Gould takes to the stage in gym wear eyeing herself in an imagined mirror. It’s not narcissism that draws her to it though. Placing a bucket over her head and pawing at what she believes to be flabbiness, her self-perception is soon made clear. She plunges mouth first into a chocolate cake to introduce her eating disorder, and as the short piece progresses, the cake gets eaten in an ever grosser manner, topped off with cream squirted straight into her mouth. The character, Alice – the piece is called Mirrors and is preceded by Jefferson Airplane’s White Rabbit so the Looking Glass reference is clear – has a family and friends backstory that adds to this negative self-image. It is strongly and confidently acted, and in its short duration is perhaps more notable for its creator’s acting talent than for any particularly distinctive treatment of its subject matter, even if it is sound enough in itself.
Second up and much longer, Battle of the Trident is a fun piece. Blaze herself plays a girl-nerd, who has three boy-nerds coming round to play the Game of Thrones board game, one of whom she hopes might stick around afterwards to assist with her sexual awakening. She frets to her collection of cuddly toys and fantasy models about the prospect of losing her virginity, before deciding it’s time they were retired to the cupboard for their own good. Naturally and somewhat predictably, things don’t go entirely according to plan once the boys arrive, but it all makes for easy, enjoyable viewing and Blaze is in command of the piece throughout. We also get some Game of Thrones “sex music” which is a nice touch.
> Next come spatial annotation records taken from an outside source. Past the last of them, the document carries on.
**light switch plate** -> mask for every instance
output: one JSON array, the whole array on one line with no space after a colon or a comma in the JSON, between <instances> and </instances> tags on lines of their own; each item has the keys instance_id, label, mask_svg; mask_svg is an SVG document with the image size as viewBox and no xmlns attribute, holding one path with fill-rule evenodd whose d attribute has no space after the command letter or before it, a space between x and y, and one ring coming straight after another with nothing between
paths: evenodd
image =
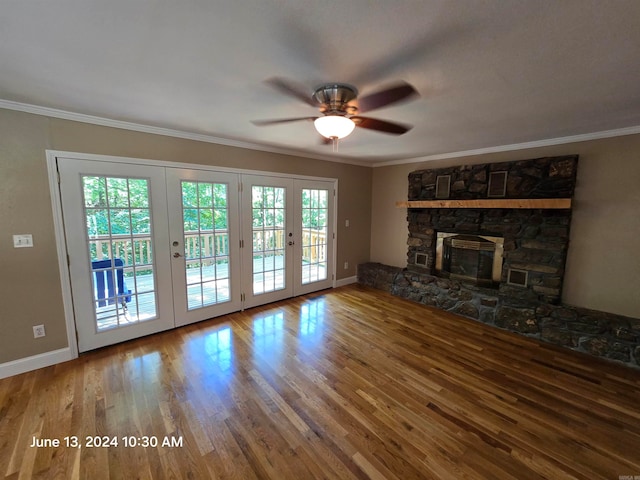
<instances>
[{"instance_id":1,"label":"light switch plate","mask_svg":"<svg viewBox=\"0 0 640 480\"><path fill-rule=\"evenodd\" d=\"M14 235L13 247L14 248L33 247L33 235L31 235L30 233L24 234L24 235Z\"/></svg>"}]
</instances>

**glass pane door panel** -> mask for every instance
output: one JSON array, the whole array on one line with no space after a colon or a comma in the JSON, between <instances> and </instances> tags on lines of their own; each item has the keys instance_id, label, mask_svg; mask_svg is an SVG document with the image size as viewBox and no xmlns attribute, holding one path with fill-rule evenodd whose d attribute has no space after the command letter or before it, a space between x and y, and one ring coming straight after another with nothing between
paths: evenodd
<instances>
[{"instance_id":1,"label":"glass pane door panel","mask_svg":"<svg viewBox=\"0 0 640 480\"><path fill-rule=\"evenodd\" d=\"M253 294L285 288L285 188L251 187Z\"/></svg>"},{"instance_id":2,"label":"glass pane door panel","mask_svg":"<svg viewBox=\"0 0 640 480\"><path fill-rule=\"evenodd\" d=\"M81 178L96 331L157 318L148 179Z\"/></svg>"},{"instance_id":3,"label":"glass pane door panel","mask_svg":"<svg viewBox=\"0 0 640 480\"><path fill-rule=\"evenodd\" d=\"M302 189L302 284L327 279L329 191Z\"/></svg>"},{"instance_id":4,"label":"glass pane door panel","mask_svg":"<svg viewBox=\"0 0 640 480\"><path fill-rule=\"evenodd\" d=\"M183 180L181 189L187 309L228 302L228 185Z\"/></svg>"}]
</instances>

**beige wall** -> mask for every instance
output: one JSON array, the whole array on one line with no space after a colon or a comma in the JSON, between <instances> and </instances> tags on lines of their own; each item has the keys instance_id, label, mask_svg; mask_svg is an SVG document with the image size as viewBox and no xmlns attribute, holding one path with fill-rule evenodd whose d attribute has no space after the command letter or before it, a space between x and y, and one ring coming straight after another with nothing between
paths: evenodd
<instances>
[{"instance_id":1,"label":"beige wall","mask_svg":"<svg viewBox=\"0 0 640 480\"><path fill-rule=\"evenodd\" d=\"M579 154L563 301L640 318L640 135L375 168L371 261L406 266L408 174L452 165Z\"/></svg>"},{"instance_id":2,"label":"beige wall","mask_svg":"<svg viewBox=\"0 0 640 480\"><path fill-rule=\"evenodd\" d=\"M369 259L370 168L0 109L0 364L67 346L46 149L337 178L337 278ZM34 248L14 249L19 233ZM45 338L33 338L37 324Z\"/></svg>"}]
</instances>

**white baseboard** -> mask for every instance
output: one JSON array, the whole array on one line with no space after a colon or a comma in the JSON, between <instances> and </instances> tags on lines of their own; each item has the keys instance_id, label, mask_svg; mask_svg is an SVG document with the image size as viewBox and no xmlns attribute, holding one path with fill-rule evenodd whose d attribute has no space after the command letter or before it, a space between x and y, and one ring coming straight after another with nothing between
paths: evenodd
<instances>
[{"instance_id":1,"label":"white baseboard","mask_svg":"<svg viewBox=\"0 0 640 480\"><path fill-rule=\"evenodd\" d=\"M353 277L341 278L340 280L336 280L336 288L344 287L345 285L350 285L352 283L358 283L357 276L354 275Z\"/></svg>"},{"instance_id":2,"label":"white baseboard","mask_svg":"<svg viewBox=\"0 0 640 480\"><path fill-rule=\"evenodd\" d=\"M0 378L12 377L13 375L30 372L38 368L50 367L51 365L66 362L71 359L73 359L73 355L69 347L40 353L32 357L20 358L0 364Z\"/></svg>"}]
</instances>

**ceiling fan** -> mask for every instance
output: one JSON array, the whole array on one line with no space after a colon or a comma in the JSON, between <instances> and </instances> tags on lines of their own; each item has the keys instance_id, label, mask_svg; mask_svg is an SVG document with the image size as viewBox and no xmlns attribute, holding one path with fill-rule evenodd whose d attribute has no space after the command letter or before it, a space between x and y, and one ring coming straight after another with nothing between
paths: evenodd
<instances>
[{"instance_id":1,"label":"ceiling fan","mask_svg":"<svg viewBox=\"0 0 640 480\"><path fill-rule=\"evenodd\" d=\"M309 92L304 87L283 78L272 78L267 80L266 83L287 95L303 101L307 105L318 108L320 115L255 120L252 122L254 125L277 125L280 123L313 120L318 133L326 139L325 143L332 141L334 148L337 145L337 140L349 135L355 127L392 135L402 135L412 128L410 125L359 115L401 100L417 97L418 92L416 89L406 82L398 82L384 90L360 98L356 87L346 83L326 83L316 87L313 92Z\"/></svg>"}]
</instances>

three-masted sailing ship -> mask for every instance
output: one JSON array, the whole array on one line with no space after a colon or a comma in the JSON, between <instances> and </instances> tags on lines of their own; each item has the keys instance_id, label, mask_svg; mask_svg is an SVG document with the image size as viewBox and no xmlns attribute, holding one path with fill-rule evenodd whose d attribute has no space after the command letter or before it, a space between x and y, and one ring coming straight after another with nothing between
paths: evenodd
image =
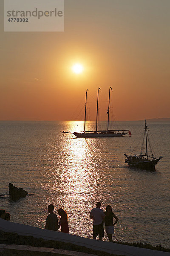
<instances>
[{"instance_id":1,"label":"three-masted sailing ship","mask_svg":"<svg viewBox=\"0 0 170 256\"><path fill-rule=\"evenodd\" d=\"M85 120L84 125L84 131L82 132L69 132L68 131L63 132L65 133L71 133L74 134L78 138L96 138L99 137L120 137L123 136L127 134L128 132L126 131L129 131L129 130L109 130L109 114L110 114L110 92L111 87L109 87L109 100L108 100L108 106L107 112L108 114L108 122L107 122L107 129L105 130L98 130L98 101L99 101L99 90L100 88L98 88L97 91L97 113L96 118L96 125L95 131L86 131L86 111L87 111L87 92L88 90L86 90L86 96L85 96Z\"/></svg>"},{"instance_id":2,"label":"three-masted sailing ship","mask_svg":"<svg viewBox=\"0 0 170 256\"><path fill-rule=\"evenodd\" d=\"M144 140L145 140L146 153L144 154L142 154L142 151L143 145L141 148L141 154L134 154L128 156L125 154L124 154L126 158L125 163L128 163L128 165L130 166L140 168L144 170L152 170L155 169L155 166L158 162L162 158L161 156L159 158L156 158L156 156L154 156L152 153L152 150L151 147L150 143L148 137L148 134L147 130L148 130L147 126L146 124L146 119L144 119L144 134L143 139L143 143ZM145 140L144 140L145 139ZM149 155L148 151L148 142L150 147L150 153L151 156Z\"/></svg>"}]
</instances>

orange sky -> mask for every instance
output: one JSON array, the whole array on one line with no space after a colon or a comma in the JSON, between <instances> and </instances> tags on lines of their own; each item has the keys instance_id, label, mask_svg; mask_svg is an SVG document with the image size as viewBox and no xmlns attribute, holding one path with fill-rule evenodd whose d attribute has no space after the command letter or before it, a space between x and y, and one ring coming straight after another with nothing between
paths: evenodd
<instances>
[{"instance_id":1,"label":"orange sky","mask_svg":"<svg viewBox=\"0 0 170 256\"><path fill-rule=\"evenodd\" d=\"M110 86L117 120L170 117L169 0L65 0L64 32L3 32L3 2L0 120L74 119L86 88L92 120L99 87L105 119Z\"/></svg>"}]
</instances>

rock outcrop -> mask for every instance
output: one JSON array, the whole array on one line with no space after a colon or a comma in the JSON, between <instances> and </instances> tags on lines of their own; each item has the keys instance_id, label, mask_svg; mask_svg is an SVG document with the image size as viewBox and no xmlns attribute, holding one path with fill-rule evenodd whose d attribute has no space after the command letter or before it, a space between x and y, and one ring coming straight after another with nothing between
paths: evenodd
<instances>
[{"instance_id":1,"label":"rock outcrop","mask_svg":"<svg viewBox=\"0 0 170 256\"><path fill-rule=\"evenodd\" d=\"M11 183L9 183L8 186L9 191L9 197L12 200L17 200L21 197L26 197L28 192L21 188L17 188Z\"/></svg>"}]
</instances>

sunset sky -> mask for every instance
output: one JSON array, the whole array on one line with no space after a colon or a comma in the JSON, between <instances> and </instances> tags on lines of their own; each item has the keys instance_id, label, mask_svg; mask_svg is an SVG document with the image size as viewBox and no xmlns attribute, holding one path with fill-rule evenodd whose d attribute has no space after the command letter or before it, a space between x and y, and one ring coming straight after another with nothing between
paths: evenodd
<instances>
[{"instance_id":1,"label":"sunset sky","mask_svg":"<svg viewBox=\"0 0 170 256\"><path fill-rule=\"evenodd\" d=\"M65 0L46 32L4 32L0 0L0 120L74 120L87 88L94 119L98 87L105 119L109 86L117 120L170 117L170 0Z\"/></svg>"}]
</instances>

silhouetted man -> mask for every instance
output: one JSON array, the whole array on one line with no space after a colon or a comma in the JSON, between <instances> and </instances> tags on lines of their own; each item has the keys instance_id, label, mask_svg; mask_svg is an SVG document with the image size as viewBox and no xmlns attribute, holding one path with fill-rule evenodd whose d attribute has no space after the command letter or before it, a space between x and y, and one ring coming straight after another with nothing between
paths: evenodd
<instances>
[{"instance_id":1,"label":"silhouetted man","mask_svg":"<svg viewBox=\"0 0 170 256\"><path fill-rule=\"evenodd\" d=\"M100 202L96 203L96 207L90 212L90 218L93 219L93 239L96 239L99 235L99 240L102 241L104 236L103 221L105 215L103 210L100 209L101 206Z\"/></svg>"},{"instance_id":2,"label":"silhouetted man","mask_svg":"<svg viewBox=\"0 0 170 256\"><path fill-rule=\"evenodd\" d=\"M57 231L58 218L57 214L53 212L54 207L53 204L50 204L48 206L48 212L49 214L46 219L45 229Z\"/></svg>"}]
</instances>

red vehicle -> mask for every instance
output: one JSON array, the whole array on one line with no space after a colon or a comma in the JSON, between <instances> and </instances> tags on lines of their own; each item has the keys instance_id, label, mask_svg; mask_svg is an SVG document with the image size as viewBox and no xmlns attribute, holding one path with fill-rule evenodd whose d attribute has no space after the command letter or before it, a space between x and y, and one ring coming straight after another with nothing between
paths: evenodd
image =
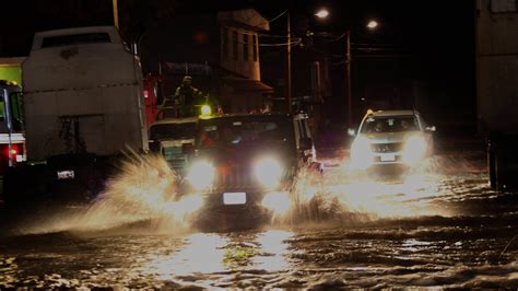
<instances>
[{"instance_id":1,"label":"red vehicle","mask_svg":"<svg viewBox=\"0 0 518 291\"><path fill-rule=\"evenodd\" d=\"M25 135L22 123L22 89L0 81L0 174L24 162Z\"/></svg>"}]
</instances>

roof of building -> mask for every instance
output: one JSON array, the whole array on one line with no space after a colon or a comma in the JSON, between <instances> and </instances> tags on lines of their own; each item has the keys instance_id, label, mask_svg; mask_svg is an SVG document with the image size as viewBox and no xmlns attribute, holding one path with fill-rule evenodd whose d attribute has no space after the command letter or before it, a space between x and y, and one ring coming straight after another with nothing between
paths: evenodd
<instances>
[{"instance_id":1,"label":"roof of building","mask_svg":"<svg viewBox=\"0 0 518 291\"><path fill-rule=\"evenodd\" d=\"M234 90L234 92L238 92L238 93L246 93L246 92L273 93L273 88L257 80L223 79L222 81L224 84L231 86Z\"/></svg>"}]
</instances>

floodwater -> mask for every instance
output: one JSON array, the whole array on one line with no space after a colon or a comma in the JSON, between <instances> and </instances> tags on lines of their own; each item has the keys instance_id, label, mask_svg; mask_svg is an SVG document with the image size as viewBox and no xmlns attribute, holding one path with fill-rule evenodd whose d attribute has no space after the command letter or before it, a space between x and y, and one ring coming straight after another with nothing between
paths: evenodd
<instances>
[{"instance_id":1,"label":"floodwater","mask_svg":"<svg viewBox=\"0 0 518 291\"><path fill-rule=\"evenodd\" d=\"M198 201L161 200L161 162L128 165L93 205L7 226L0 288L518 288L517 196L480 156L374 179L331 164L291 212L212 233L189 225Z\"/></svg>"}]
</instances>

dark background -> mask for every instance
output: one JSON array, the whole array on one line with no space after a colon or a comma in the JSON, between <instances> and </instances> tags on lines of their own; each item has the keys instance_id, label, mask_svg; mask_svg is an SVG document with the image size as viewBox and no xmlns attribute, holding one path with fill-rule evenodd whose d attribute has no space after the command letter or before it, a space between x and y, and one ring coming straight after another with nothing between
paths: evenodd
<instances>
[{"instance_id":1,"label":"dark background","mask_svg":"<svg viewBox=\"0 0 518 291\"><path fill-rule=\"evenodd\" d=\"M331 120L343 120L344 38L351 28L352 86L355 120L363 113L362 97L370 83L422 83L428 104L425 117L438 126L474 131L474 2L462 1L196 1L196 0L119 0L120 30L128 43L142 40L149 31L164 31L167 19L181 14L207 14L219 10L255 8L270 20L286 9L291 11L292 32L301 37L293 47L293 92L308 92L309 63L329 60L332 92L326 100ZM317 21L315 11L326 7L331 15ZM75 25L111 24L111 0L19 0L2 2L0 57L26 56L34 32ZM380 26L368 32L365 23L376 19ZM196 21L196 20L195 20ZM188 25L188 23L186 23ZM285 14L270 24L270 32L260 43L283 43L286 39ZM307 32L339 38L307 37ZM273 37L272 37L273 36ZM145 38L145 37L144 37ZM332 40L332 39L331 39ZM175 37L162 40L174 44ZM149 44L148 44L149 45ZM145 50L146 42L141 42ZM279 95L285 92L285 46L261 47L262 81ZM145 62L146 60L143 59ZM144 63L152 71L153 60ZM334 112L333 112L334 110Z\"/></svg>"}]
</instances>

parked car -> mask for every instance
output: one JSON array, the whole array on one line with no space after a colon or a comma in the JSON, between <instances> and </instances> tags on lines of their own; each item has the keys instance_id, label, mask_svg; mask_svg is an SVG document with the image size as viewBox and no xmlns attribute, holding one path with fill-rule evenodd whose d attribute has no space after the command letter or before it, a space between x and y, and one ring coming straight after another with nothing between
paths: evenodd
<instances>
[{"instance_id":1,"label":"parked car","mask_svg":"<svg viewBox=\"0 0 518 291\"><path fill-rule=\"evenodd\" d=\"M412 167L434 153L434 126L416 110L367 112L351 146L351 165Z\"/></svg>"}]
</instances>

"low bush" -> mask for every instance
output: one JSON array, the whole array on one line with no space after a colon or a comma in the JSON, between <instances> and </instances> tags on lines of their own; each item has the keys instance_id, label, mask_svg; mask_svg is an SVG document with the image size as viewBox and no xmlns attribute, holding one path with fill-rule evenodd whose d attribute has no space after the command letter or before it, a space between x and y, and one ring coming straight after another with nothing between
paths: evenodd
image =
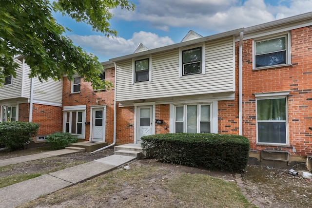
<instances>
[{"instance_id":1,"label":"low bush","mask_svg":"<svg viewBox=\"0 0 312 208\"><path fill-rule=\"evenodd\" d=\"M68 144L77 142L78 139L75 136L68 132L56 132L45 137L46 142L51 145L52 150L64 149Z\"/></svg>"},{"instance_id":2,"label":"low bush","mask_svg":"<svg viewBox=\"0 0 312 208\"><path fill-rule=\"evenodd\" d=\"M0 123L0 144L9 151L21 150L30 142L32 135L36 135L39 124L14 121Z\"/></svg>"},{"instance_id":3,"label":"low bush","mask_svg":"<svg viewBox=\"0 0 312 208\"><path fill-rule=\"evenodd\" d=\"M238 135L165 133L142 137L148 155L172 164L234 171L246 167L249 140Z\"/></svg>"}]
</instances>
Shtick Up For Yourself by Kimberly Hoffman is the most complex of the three, and even in its short timespan, shows pleasing depth. Hoffman has found a neat framework for her piece. She plays Bea, a stand-up on a male-dominated comedy circuit. Wearing heels and party dress, and making dick and slut jokes, she knows very well what her audience and fellow comics expect of her, and detests it. She starts off joshing, but in asides to the others on the bill and to us, falls out of her routine to makes her hate and anger clear. She’s conflicted by what she is doing to advance her career, but defiant that once she hits the top, things will be done on her terms.
It is a strong and passionate piece, but it does rush to make its point. It could usefully linger longer in stand-up mode (even if Hoffman doesn’t look entirely comfortable in the role) before really letting rip, which she does very effectively. There’s also a sense that this might play more strongly on an American scene full of jock comedians, than in Edinburgh in 2016, where there are visibly a number of high-profile female comics who don’t play that game, and the majority of male comics are self-loathing beta males playing more feminist than thou. Nevertheless, the piece definitely has legs.
All three pieces in Triumvirette shape like works-in-progress, but their creators have approached the Fringe the right way, sharing an hour that showcases their individual talents well. The route is one that other early career performers might consider.